Las montañas, el cielo, cada rincón se escondían tras la niebla densa de la mañana. Abrigada con una corta capa de lana que tenía desde los doce años, un par de guantes rellenos con papel para calentarlo más y una bufanda vieja de color amarillo, Geu Roo cruzó su casa con su canasta de bambú contra la cintura.

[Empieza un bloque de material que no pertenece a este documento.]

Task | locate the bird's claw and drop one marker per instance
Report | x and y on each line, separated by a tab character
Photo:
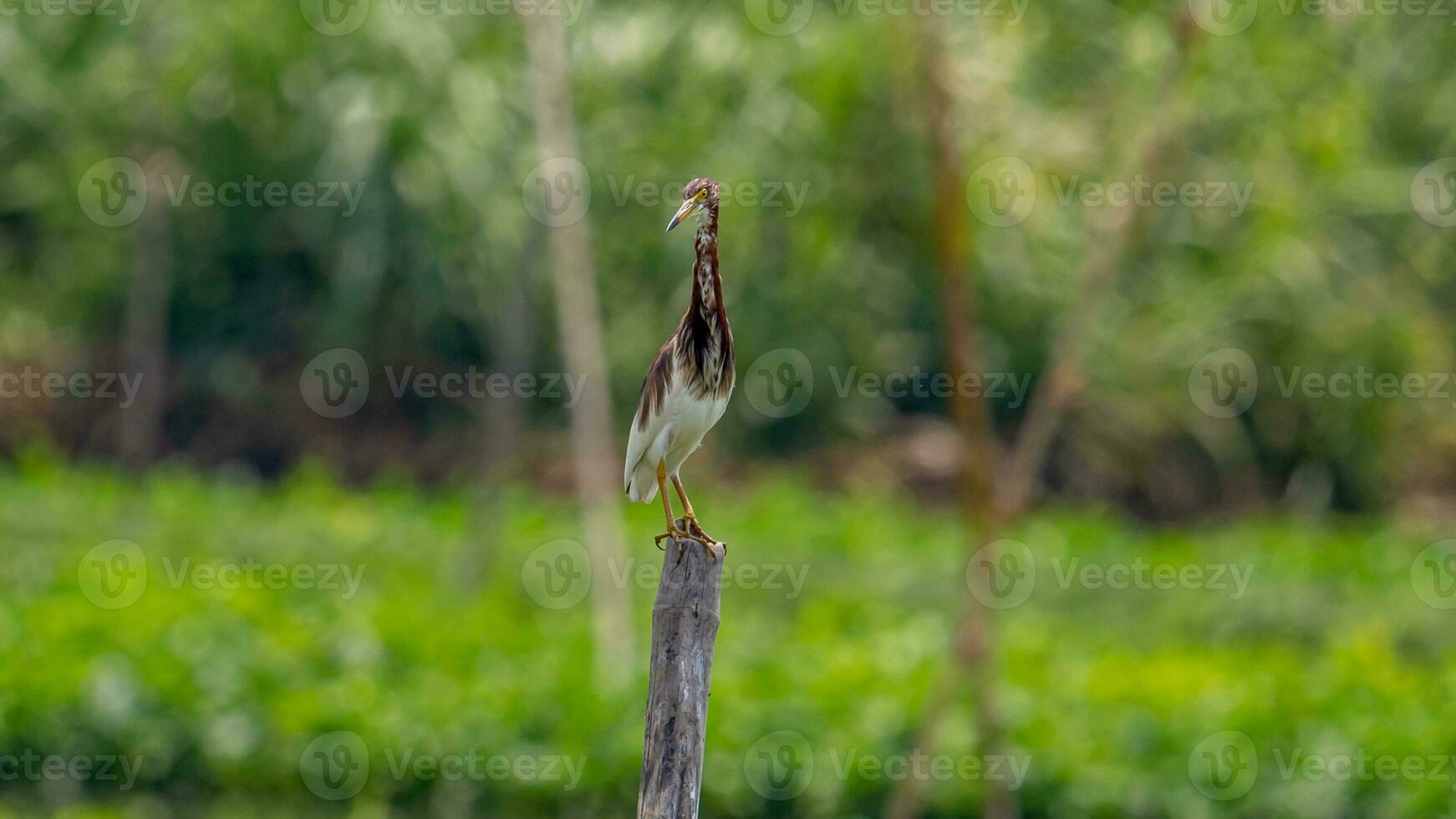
694	532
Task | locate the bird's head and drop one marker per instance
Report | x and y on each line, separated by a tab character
700	196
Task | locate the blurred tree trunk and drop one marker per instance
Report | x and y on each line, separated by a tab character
951	239
145	339
502	325
578	323
1016	473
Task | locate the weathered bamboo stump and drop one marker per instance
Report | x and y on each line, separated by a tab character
685	624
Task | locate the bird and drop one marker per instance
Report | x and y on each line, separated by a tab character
689	383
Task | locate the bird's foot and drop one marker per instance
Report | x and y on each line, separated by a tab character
673	532
695	532
700	536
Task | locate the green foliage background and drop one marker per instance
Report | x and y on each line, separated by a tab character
1106	691
1326	115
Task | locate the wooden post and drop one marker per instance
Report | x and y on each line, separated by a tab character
685	624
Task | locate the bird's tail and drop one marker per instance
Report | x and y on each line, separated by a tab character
643	483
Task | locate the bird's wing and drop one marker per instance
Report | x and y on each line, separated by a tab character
647	422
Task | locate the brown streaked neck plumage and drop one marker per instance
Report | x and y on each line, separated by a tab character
705	326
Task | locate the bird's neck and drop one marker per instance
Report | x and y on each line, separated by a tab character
705	335
708	292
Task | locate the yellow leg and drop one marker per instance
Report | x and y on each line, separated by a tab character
688	514
667	508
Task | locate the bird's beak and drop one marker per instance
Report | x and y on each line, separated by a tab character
689	208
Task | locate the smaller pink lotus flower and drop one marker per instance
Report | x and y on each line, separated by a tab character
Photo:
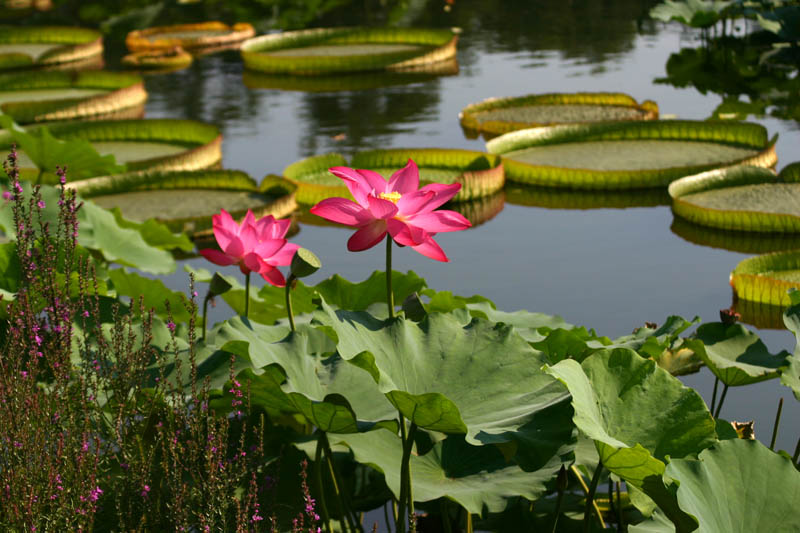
397	207
256	245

Sobre el papel que traslucía la luz, se contorneó la silueta cuando ella se acercó. Corrió la puerta y miró al exterior antes de salir. Ver a ese joven de pie movía en ella emociones indescriptibles. Era un milagro, quizás. Había tenido que sufrir por nueve días más antes de asegurarse de que el corcel había sobrevivido y, con la cara más pálida, los labios ensangrentados y la muerte al filo de su cuello, soportado ser perforado nuevamente por una hoja bien afilada, para permitir que el tenebroso antídoto penetrara en sus heridas. Resultó aún más sorprendente que, tan sólo dos días después de eso, hubiese mejorado, quedándose con un leve dolor de estómago y fiebre, pero finalmente sobrevivió. Sobrevivió y ahora se encontraba a un par de metros del pórtico, practicando movimientos marciales que le permitían recuperar flexibilidad, un poco de fuerza y regularidad tras un largo reposo en cama.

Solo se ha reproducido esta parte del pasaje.